Cronache di tragedie annunciate
Editoriale | Il Ponte rosso N° 38 | ottobre 2018
Non sono passati tre mesi dal maledetto 14 agosto quando a Genova quarantatre persone hanno perso la vita nel crollo del ponte autostradale che attraversava la valle del Polcevere a Sampierdarena: centinaia di sfollati, polemiche, responsabilità attribuite senza che ancora fosse aperta un’inchiesta giudiziaria o quasi, perché subito s’è trovato il colpevole, che era naturalmente non riconducibile in alcun modo a chi emetteva le anticipazioni delle sentenze di là da venire. Se mai verranno.
Su quella drammatica vicenda la reazione del governo è stata immediata. Oddio, immediata… ci hanno messo cinquantacinque giorni per emettere un decreto, che dettava le norme per la gestione commissariale della ricostruzione del ponte, assegnava alla società che gestisce il raccordo l’onere della demolizione e della rimozione delle macerie, fissava in capo al medesimo concessionario i costi della ricostruzione, prevedendo anche un intervento diretto dello Stato nel caso (probabile assai) che la società Autostrade opponesse resistenza. E poi, si capisce, dettava norme per attuare con solerzia il condono edilizio tombale per le case abusive di Ischia. Di Ischia, certo.
Lo so, il termine “condono” è diventato una parolaccia, tanto in ambito fiscale che edilizio, e non lo si può decentemente scrivere senza trovare un luccicante eufemismo per rendere il concetto, ma sono confortato perché ricavo il termine dal Sole 24 ore del 1 novembre, che non è precisamente Servire il popolo o Lotta continua, ma l’organo di stampa della Confindustria.

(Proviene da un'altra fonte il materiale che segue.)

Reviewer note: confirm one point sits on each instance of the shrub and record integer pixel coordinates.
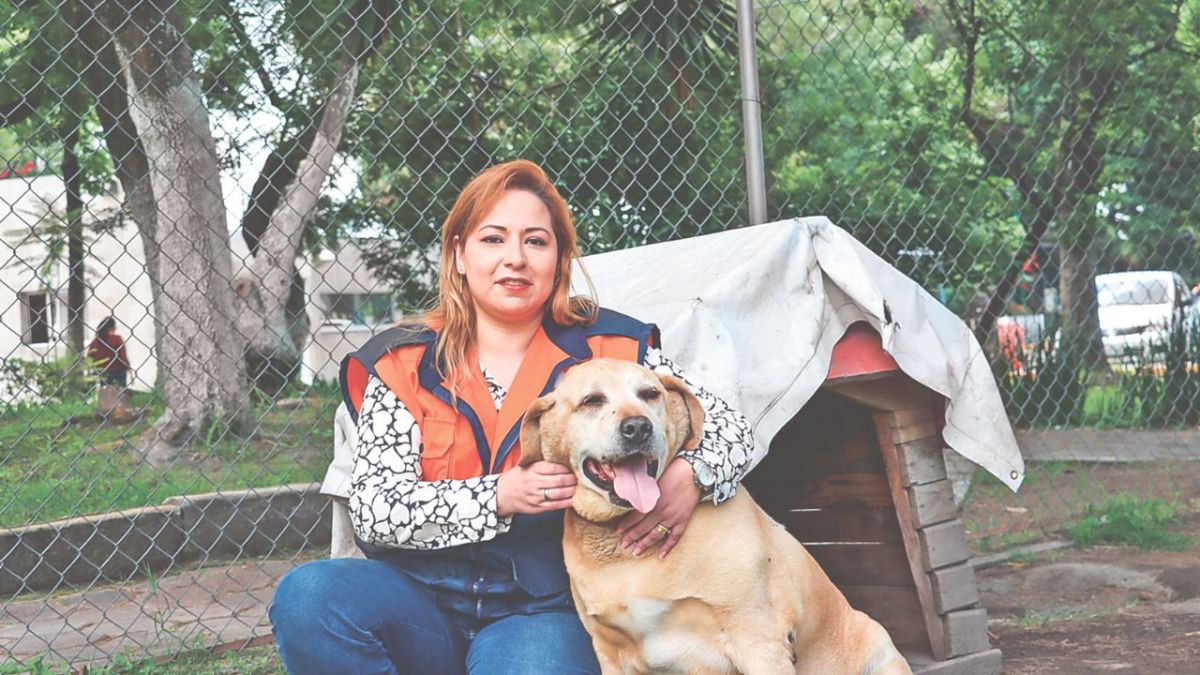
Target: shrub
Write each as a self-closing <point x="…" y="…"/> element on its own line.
<point x="1125" y="519"/>
<point x="63" y="380"/>
<point x="1043" y="384"/>
<point x="1164" y="384"/>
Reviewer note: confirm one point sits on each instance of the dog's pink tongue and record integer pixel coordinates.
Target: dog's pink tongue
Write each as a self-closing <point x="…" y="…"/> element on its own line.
<point x="636" y="487"/>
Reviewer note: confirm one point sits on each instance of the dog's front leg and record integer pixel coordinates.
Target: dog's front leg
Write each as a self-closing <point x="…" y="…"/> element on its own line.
<point x="756" y="653"/>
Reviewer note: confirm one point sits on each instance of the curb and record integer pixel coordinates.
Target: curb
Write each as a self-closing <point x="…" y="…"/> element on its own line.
<point x="82" y="551"/>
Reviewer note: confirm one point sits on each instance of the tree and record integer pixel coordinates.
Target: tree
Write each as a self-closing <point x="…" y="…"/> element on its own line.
<point x="151" y="102"/>
<point x="1049" y="94"/>
<point x="487" y="82"/>
<point x="856" y="129"/>
<point x="201" y="350"/>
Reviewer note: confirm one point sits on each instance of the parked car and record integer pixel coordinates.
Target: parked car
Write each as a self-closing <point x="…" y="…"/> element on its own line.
<point x="1137" y="311"/>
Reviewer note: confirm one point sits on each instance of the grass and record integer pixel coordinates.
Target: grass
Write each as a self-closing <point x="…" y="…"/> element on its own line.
<point x="58" y="460"/>
<point x="1127" y="519"/>
<point x="255" y="661"/>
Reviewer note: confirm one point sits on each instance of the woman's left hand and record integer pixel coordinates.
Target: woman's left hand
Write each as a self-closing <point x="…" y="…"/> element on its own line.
<point x="678" y="499"/>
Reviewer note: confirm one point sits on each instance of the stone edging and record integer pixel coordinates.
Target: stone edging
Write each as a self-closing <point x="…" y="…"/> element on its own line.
<point x="112" y="547"/>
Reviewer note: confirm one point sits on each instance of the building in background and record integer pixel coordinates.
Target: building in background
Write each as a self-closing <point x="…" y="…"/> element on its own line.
<point x="346" y="303"/>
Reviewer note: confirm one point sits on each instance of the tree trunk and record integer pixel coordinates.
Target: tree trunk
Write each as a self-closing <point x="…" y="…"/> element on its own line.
<point x="273" y="353"/>
<point x="1077" y="293"/>
<point x="101" y="73"/>
<point x="76" y="282"/>
<point x="202" y="371"/>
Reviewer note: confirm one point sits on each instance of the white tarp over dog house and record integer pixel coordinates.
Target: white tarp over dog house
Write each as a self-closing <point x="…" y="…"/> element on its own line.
<point x="754" y="315"/>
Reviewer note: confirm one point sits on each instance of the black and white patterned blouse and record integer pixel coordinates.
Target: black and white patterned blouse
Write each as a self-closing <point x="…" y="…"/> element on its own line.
<point x="391" y="506"/>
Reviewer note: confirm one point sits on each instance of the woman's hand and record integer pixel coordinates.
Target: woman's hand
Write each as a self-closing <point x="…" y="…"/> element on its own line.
<point x="538" y="488"/>
<point x="679" y="497"/>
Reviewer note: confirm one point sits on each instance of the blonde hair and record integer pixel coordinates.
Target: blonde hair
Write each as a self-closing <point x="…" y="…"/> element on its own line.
<point x="454" y="315"/>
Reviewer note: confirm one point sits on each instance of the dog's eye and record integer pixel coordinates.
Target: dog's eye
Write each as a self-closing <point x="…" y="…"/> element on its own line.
<point x="592" y="401"/>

Ma cosa c’entra il condono delle ville abusive di Ischia con il ponte di Genova? Apparentemente niente, ma in effetti serve a transitare senza salti logici da Sampierdarena alla tragedia dei giorni scorsi in Sicilia, dove nove persone hanno perso la vita nel fango di un torrente, intrappolate in una villetta abusiva, che avrebbe potuto (e dovuto) essere abbattuta nel 2011. Rasa al suolo una famiglia, bambini compresi, ma la costruzione abusiva no: è ancora lì, sequestrata dalla magistratura in quanto scena di un crimine. Un crimine ancora più inquietante di quello che si è portato via nove vite, perché è un crimine diffuso in tutto il Paese: sono difatti 71 mila gli immobili per i quali è previsto l’abbattimento in quanto non conformi e quindi abusivi, ma soltanto il 19,6% di essi sono stati effettivamente demoliti (fonte: legambiente.it).

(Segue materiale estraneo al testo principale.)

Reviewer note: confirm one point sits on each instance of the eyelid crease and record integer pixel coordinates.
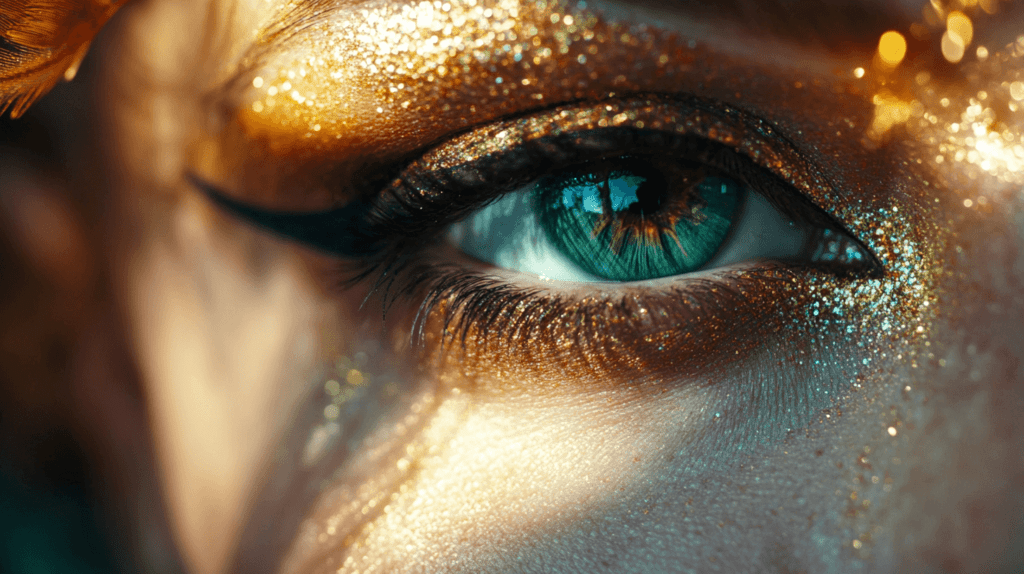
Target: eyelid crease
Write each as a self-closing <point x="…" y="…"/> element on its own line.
<point x="472" y="169"/>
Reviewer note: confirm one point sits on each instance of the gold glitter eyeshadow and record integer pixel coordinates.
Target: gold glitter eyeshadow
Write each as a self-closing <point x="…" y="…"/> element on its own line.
<point x="913" y="119"/>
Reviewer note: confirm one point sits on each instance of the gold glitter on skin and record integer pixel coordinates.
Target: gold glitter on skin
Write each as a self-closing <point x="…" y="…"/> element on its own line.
<point x="889" y="201"/>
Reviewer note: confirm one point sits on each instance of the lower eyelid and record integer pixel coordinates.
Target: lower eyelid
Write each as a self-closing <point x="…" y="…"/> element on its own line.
<point x="502" y="333"/>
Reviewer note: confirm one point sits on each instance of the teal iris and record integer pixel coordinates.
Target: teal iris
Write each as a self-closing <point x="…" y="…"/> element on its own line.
<point x="634" y="219"/>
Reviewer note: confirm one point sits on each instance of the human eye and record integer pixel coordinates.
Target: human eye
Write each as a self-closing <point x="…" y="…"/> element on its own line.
<point x="641" y="204"/>
<point x="700" y="253"/>
<point x="641" y="189"/>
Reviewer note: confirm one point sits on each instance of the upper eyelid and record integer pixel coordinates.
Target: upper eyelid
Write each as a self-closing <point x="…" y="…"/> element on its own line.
<point x="347" y="232"/>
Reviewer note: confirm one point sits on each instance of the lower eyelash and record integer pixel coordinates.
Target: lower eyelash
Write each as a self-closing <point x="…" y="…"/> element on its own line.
<point x="686" y="327"/>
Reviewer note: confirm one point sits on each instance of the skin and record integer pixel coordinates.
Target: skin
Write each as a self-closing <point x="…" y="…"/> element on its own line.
<point x="906" y="457"/>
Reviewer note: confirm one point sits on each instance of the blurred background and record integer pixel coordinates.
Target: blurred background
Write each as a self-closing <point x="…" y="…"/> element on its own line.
<point x="52" y="309"/>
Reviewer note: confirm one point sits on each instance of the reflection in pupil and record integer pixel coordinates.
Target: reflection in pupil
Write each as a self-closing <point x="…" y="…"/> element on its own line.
<point x="632" y="219"/>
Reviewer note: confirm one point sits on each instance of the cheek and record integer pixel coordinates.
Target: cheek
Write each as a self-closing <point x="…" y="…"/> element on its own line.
<point x="493" y="482"/>
<point x="222" y="326"/>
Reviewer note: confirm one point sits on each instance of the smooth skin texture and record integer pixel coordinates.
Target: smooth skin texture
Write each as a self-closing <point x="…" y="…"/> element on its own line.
<point x="793" y="457"/>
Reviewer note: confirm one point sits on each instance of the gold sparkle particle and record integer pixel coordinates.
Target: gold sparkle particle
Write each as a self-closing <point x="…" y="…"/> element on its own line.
<point x="1017" y="90"/>
<point x="952" y="48"/>
<point x="958" y="26"/>
<point x="892" y="47"/>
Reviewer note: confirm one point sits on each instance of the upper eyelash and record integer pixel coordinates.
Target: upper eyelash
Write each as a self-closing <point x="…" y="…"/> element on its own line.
<point x="376" y="235"/>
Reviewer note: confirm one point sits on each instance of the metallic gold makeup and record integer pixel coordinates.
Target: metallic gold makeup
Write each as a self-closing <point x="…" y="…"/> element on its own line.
<point x="375" y="86"/>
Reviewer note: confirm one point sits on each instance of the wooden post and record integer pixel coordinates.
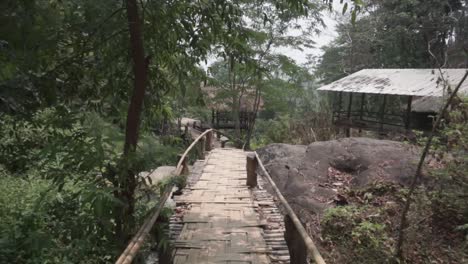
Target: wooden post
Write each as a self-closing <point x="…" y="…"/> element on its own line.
<point x="340" y="99"/>
<point x="212" y="117"/>
<point x="296" y="246"/>
<point x="382" y="114"/>
<point x="251" y="170"/>
<point x="209" y="141"/>
<point x="408" y="113"/>
<point x="185" y="169"/>
<point x="350" y="104"/>
<point x="361" y="112"/>
<point x="202" y="147"/>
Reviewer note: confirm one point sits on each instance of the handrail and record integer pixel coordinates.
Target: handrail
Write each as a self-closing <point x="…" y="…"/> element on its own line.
<point x="135" y="244"/>
<point x="297" y="223"/>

Un’illegalità diffusa e solo parzialmente spiegabile con l’inerzia delle istituzioni: non si comprende perché, ad esempio, queste migliaia di abitazioni illegali godano di allacciamenti alla rete elettrica e a quella idrica, quando anche non al sistema fognario. Dal canto loro i sindaci, che dovrebbero avere il compito di provvedere alle demolizioni “tengono famiglia” e sanno di andare incontro su questo terreno a un’impopolarità in grado di provocare loro una vasta gamma di guai, dalla mancata rielezione su su fino all’omicidio. Già, perché il Paese non è affatto migliore di chi lo governa.
Problemi grandi come montagne, quali la cementificazione selvaggia che ha implicato la modificazione di oltre la metà dei paesaggi costieri, il consumo di suolo che si sta mangiando il territorio anche dove la popolazione è in decisa decrescita, il dissesto idrogeologico che ad ogni pioggia reclama le sue vittime e le ottiene mediante inondazioni, frane e abbattimento di alberi, l’abusivismo che consente di edificare nel letto di fiumi e torrenti, o sulle pendici dei vulcani. Tutti fattori che vanno ad aggiungersi ai problemi legati all’inquinamento e alle variazioni climatiche prefigurando così scenari inquietanti non già per le future generazioni, ma anche per i prossimi nostri anni, come tragicamente stiamo vedendo, un disastro dopo l’altro.
Problemi di difficile soluzione, non c’è dubbio, ma le soluzioni, quand’anche si vogliano percorrere, non passano certo dall’approvazione di nuovi condoni. Tombali, come sono definibili con sinistra ambiguità.